Coffee extended losses in New York on speculation investors will continue to sell the futures as top grower Brazil will have an all-time high crop for a lower-yielding year and as output in Colombia recovers. Cocoa fell.
Growers in Brazil will harvest a record crop for a year in which trees enter the lower-yielding half of a two-year cycle, according to cooperative Cooparaiso in Sao Sebastiao do Paraiso in the state of Minas Gerais. Output in Colombia will rise 30 percent this year, Luis Genaro Munoz, head of the National Federation of Coffee Growers, estimated.
Small and large speculators excluding index funds were net short, or betting on lower prices, by 32,627 contracts in the week ended Feb. 26, according to U.S. Commodity Futures Trading Commission data compiled by Bloomberg. That’s up from a net short of 14,113 contracts in the week ended Feb. 28 last year. Investors’ bets on lower prices reached a record in the week ended Feb. 19.
“Arabica has bearish fundamentals, we know that,” Jerome Jourquin, head of agricultural commodity derivatives at brokerage Aurel BGC in Paris, said by e-mail today. “There has been speculation for some time now that funds will buy again but the problem is that we need a scenario to create an uptrend and we don’t have it. Any upside move would first generate origins and merchants selling. I expect the market to trade within a $1.35 to $1.45 a pound range in the coming weeks.”
Arabica coffee for delivery in May fell 0.1 percent to $1.4095 a pound by 7:55 a.m. on ICE Futures U.S. in New York. The commodity retreated as much as 4.2 percent yesterday. Robusta coffee for delivery in May was down 0.2 percent to $2,085 a ton on NYSE Liffe in London. Futures trading volumes in New York were 39 percent lower than the average in the past 100 days for this time of day.
Brazil will produce 47 million to 48 million bags of coffee this year, estimated Francisco Ourique, a manager at Cooparaiso.
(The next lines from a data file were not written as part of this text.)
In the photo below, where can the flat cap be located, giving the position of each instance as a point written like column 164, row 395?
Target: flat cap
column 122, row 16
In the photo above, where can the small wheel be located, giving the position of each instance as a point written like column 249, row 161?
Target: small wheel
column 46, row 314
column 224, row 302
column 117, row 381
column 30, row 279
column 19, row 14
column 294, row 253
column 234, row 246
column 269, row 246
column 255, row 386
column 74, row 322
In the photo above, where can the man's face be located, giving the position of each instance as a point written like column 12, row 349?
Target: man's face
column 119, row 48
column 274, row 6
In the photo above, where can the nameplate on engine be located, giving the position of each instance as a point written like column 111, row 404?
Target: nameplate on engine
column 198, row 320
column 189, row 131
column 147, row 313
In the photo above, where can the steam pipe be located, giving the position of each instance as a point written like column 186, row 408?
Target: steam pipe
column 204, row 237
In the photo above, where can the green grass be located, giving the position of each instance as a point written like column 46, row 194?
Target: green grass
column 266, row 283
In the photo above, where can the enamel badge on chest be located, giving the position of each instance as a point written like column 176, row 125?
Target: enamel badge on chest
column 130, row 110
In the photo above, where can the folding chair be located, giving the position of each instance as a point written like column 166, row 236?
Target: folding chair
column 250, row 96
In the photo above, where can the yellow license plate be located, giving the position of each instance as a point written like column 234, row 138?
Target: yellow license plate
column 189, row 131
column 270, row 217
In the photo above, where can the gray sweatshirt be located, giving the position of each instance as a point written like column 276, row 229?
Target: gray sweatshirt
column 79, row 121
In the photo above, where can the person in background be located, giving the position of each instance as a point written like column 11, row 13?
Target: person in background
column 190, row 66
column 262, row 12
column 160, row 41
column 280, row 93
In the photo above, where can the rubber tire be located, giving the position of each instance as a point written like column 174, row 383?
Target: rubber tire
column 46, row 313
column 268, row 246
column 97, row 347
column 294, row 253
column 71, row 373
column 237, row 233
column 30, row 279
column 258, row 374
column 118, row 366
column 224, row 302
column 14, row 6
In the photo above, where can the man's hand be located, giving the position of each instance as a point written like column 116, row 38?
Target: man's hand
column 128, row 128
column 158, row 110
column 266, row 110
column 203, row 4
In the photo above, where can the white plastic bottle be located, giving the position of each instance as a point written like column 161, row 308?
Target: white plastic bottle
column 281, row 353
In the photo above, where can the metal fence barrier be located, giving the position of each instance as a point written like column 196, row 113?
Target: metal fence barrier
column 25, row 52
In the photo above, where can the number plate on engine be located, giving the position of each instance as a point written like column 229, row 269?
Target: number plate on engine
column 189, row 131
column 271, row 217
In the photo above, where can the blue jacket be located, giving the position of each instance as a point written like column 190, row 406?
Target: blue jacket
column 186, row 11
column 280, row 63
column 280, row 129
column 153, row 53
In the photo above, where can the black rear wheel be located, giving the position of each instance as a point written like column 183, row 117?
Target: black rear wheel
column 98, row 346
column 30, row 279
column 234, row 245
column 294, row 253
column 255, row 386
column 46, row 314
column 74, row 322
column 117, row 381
That compares with 43.1 million bags harvested in the last off-year, according to data from Conab, the government’s crop forecasting agency. Colombian output will gain to 10 million bags, Munoz said. A bag of coffee weighs 60 kilograms (132 pounds).
Prices declined yesterday after “what appears to have been liquidation of the recent spec longs,” Sucden Financial Ltd. said in a report, referring to speculators still holding a long position, or a bet on higher prices. Prices may still fall below $1.40 a pound, it said.
Raw sugar for May delivery was up 0.2 percent at 18.22 cents a pound in New York. White sugar for May delivery was 0.1 percent higher at $517.40 a ton in London.
Cocoa for May delivery slid 0.5 percent to $2,048 a ton on ICE, and earlier fell as much as 0.7 percent to $2,045, the lowest price for a most-active contract since June 4. Cocoa for May delivery fell 0.4 percent to 1,385 pounds ($2,090) a ton on NYSE Liffe, and declined earlier as much as 0.6 percent to 1,383 pounds, the lowest price since April 12.